The notes were executed since the adoption of chapter 86, entitled "Negotiable Instruments," and the question is to be determined by a construction of said act. So far as we know the question is a new one in this state. Prior to the adoption of said chapter, as it now stands, it was the well settled law of the state that an extension of time of payment for a valuable consideration paid by the principal of a note without the consent of the surety operated to discharge the surety.

Section 10161 defines the status of persons connected with negotiable instruments; it reads: "Persons primarily and secondarily liable. The person primarily liable on an instrument is the person who by the terms of the instrument is absolutely required to pay the same. All other parties are secondarily liable."

Section 10089 reads: "Negotiable instruments, when discharged. A negotiable instrument is discharged: (1) By payment in due course by or on behalf of the principal debtor; (2) by payment in due course by the party accommodated, where the instrument is made or accepted for accommodation; (3) by the intentional cancellation thereof by the holder; (4) by any other act which will discharge a simple contract for the payment of money; (5) when the principal debtor becomes the holder of the instrument at or after maturity in his own right."

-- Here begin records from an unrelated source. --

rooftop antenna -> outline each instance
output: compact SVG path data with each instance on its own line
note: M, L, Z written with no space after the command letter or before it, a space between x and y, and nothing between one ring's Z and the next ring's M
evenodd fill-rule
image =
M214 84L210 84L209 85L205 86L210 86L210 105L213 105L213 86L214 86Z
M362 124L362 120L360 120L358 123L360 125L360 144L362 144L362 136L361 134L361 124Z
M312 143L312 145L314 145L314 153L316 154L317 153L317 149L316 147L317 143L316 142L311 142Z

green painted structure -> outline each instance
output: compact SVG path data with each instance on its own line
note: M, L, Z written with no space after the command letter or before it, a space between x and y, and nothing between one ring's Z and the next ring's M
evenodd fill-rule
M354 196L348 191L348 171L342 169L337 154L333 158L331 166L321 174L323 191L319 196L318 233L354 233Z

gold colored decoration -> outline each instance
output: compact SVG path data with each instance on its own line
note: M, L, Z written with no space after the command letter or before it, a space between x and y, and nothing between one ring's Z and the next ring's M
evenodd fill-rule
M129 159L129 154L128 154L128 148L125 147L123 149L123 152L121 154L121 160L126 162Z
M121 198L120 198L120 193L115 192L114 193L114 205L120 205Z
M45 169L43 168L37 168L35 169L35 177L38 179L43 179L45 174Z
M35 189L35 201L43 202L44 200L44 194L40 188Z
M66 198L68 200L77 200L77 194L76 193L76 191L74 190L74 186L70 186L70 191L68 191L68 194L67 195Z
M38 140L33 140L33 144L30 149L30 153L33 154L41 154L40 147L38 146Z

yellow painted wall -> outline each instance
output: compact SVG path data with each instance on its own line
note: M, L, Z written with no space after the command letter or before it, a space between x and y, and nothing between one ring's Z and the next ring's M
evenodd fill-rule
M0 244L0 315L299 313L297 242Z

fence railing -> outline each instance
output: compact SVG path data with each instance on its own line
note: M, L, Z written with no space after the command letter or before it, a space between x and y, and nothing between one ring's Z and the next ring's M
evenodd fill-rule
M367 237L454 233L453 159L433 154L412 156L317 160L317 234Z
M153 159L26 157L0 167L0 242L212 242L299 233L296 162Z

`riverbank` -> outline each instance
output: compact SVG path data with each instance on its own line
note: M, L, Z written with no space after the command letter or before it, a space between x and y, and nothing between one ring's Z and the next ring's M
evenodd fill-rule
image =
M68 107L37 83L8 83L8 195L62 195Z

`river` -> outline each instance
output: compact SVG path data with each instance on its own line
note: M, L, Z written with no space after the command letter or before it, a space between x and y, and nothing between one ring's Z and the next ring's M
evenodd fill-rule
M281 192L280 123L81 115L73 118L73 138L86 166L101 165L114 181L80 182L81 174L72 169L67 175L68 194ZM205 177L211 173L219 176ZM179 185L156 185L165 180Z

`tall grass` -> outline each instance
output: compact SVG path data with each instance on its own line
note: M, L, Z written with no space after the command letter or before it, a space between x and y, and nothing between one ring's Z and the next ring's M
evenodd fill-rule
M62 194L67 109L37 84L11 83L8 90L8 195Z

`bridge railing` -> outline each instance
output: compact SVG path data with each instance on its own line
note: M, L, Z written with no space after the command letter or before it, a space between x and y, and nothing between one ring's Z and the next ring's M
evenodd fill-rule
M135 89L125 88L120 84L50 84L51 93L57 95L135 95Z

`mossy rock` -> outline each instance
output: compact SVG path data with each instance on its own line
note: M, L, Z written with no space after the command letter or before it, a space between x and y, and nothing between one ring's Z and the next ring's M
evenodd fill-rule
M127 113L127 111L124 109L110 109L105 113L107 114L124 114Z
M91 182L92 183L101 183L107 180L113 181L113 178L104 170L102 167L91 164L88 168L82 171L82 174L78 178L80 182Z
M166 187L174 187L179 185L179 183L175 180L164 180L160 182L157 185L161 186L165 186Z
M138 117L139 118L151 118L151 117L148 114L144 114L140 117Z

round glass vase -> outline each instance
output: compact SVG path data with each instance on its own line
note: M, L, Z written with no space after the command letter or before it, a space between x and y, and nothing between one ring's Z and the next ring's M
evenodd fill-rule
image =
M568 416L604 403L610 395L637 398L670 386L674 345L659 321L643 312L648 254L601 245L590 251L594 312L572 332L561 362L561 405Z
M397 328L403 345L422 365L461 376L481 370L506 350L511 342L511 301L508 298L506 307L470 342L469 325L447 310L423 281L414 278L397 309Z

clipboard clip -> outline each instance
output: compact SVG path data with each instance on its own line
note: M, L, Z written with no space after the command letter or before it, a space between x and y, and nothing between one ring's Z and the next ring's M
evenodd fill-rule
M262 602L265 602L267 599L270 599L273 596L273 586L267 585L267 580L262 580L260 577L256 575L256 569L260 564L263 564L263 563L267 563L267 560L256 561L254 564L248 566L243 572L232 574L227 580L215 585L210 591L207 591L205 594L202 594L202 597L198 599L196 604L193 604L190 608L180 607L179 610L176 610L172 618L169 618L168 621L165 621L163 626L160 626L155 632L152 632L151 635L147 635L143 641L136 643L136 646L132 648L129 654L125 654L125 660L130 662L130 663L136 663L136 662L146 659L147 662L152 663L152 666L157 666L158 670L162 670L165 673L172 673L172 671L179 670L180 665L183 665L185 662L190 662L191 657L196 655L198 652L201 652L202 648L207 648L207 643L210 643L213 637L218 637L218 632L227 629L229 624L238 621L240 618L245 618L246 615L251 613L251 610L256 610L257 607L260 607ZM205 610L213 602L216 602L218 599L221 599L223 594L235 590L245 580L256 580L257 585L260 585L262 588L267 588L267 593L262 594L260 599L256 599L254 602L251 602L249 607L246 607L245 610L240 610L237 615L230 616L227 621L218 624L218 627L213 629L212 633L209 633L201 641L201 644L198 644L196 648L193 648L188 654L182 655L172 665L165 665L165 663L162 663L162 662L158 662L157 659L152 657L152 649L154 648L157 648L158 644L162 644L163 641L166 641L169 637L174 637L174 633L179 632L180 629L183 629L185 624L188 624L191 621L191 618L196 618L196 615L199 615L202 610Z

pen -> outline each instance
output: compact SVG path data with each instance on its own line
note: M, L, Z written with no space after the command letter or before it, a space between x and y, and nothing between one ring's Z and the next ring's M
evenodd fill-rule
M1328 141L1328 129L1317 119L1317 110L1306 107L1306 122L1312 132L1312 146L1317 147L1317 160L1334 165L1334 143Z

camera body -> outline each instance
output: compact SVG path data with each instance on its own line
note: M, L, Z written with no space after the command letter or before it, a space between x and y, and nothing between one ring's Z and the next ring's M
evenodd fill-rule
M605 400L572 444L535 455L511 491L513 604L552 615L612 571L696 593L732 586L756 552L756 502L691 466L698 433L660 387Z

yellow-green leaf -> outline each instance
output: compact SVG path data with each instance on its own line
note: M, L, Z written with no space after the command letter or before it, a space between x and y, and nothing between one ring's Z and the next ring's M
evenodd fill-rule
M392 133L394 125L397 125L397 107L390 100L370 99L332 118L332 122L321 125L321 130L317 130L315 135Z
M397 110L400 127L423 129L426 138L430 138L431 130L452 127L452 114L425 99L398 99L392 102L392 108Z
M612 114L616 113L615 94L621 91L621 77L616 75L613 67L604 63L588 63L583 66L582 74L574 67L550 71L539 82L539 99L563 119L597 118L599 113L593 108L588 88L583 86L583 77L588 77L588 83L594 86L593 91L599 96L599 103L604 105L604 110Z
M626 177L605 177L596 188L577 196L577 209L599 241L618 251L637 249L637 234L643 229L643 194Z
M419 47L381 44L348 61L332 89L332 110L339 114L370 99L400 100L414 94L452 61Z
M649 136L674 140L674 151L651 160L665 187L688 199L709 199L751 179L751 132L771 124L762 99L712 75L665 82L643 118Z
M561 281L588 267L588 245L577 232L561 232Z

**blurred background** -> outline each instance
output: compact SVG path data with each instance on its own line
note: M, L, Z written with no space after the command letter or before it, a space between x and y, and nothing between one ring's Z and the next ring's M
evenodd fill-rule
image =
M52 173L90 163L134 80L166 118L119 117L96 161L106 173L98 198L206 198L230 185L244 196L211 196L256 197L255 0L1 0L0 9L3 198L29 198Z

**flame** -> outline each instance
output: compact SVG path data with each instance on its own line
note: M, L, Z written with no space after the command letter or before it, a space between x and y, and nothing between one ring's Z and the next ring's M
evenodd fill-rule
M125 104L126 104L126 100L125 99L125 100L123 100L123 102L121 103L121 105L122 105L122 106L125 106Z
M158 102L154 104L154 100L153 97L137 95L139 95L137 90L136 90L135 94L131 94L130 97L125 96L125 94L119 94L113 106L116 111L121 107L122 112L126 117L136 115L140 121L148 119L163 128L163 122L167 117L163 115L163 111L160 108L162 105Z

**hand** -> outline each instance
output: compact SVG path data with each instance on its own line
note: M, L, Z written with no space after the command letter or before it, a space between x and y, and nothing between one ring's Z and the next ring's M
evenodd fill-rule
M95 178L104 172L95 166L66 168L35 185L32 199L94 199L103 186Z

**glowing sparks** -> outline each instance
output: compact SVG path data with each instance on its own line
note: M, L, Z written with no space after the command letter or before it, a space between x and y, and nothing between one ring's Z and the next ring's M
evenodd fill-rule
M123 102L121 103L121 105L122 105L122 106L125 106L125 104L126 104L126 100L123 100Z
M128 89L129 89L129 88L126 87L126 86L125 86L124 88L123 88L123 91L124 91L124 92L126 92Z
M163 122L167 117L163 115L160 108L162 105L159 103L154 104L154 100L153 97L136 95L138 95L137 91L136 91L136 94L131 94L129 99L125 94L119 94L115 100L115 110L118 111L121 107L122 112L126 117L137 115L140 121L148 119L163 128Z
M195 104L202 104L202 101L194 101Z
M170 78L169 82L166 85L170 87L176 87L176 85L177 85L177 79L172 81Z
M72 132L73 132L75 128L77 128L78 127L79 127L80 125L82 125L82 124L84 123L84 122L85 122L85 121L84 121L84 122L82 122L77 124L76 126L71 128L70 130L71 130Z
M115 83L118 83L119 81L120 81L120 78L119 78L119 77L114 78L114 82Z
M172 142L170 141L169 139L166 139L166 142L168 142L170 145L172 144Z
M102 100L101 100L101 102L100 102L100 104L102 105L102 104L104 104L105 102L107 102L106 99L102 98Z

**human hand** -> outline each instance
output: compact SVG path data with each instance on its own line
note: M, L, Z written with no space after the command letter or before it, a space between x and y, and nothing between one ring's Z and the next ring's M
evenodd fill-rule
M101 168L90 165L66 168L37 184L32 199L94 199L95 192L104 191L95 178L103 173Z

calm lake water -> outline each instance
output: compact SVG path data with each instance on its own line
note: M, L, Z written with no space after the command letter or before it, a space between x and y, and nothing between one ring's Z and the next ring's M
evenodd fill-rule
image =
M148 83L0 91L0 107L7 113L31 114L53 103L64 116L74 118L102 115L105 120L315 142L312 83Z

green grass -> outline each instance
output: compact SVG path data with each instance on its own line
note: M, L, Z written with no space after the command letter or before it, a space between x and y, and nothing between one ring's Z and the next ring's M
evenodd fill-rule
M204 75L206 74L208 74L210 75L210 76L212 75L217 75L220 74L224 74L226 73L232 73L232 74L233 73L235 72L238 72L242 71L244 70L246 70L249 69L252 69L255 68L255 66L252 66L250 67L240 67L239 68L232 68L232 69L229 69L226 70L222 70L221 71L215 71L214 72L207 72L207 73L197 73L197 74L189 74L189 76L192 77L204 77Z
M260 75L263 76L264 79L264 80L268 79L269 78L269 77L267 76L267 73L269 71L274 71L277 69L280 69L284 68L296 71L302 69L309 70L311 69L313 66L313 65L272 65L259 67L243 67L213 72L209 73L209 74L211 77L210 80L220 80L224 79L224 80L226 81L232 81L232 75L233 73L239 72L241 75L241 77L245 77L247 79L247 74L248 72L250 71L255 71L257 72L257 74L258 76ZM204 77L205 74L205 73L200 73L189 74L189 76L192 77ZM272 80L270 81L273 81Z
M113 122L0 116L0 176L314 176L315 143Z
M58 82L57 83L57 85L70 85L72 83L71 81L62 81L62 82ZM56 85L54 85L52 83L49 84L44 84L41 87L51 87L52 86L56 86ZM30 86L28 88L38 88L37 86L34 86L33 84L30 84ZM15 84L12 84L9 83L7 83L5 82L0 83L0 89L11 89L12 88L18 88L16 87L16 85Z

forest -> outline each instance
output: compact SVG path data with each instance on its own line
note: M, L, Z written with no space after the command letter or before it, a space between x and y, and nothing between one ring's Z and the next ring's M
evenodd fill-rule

Section 10090 reads: "A person secondarily liable on the instrument is discharged: (1) By any act which discharges the instrument; (2) by intentional cancellation of his signature by the holder; (3) by the discharge of a prior party, except when such discharge is had in bankruptcy proceedings; (4) by a valid tender of payment made by a prior party; (5) by a release of the principal debtor, unless the holder's right of recourse against the party secondarily liable is expressly reserved; (6) by an agreement binding upon the holder to extend the time of payment or to postpone the holder's right to enforce the instrument, unless made with the assent of the party secondarily liable, or unless the right of recourse against such party is expressly reserved."

It is contended by appellant that after maturity of the notes they "ceased to be negotiable instruments," and that thereafter "anything done that would be a defense for or operate as a discharge of, either maker of the notes, would be available the same as if the notes had never been negotiable." It is...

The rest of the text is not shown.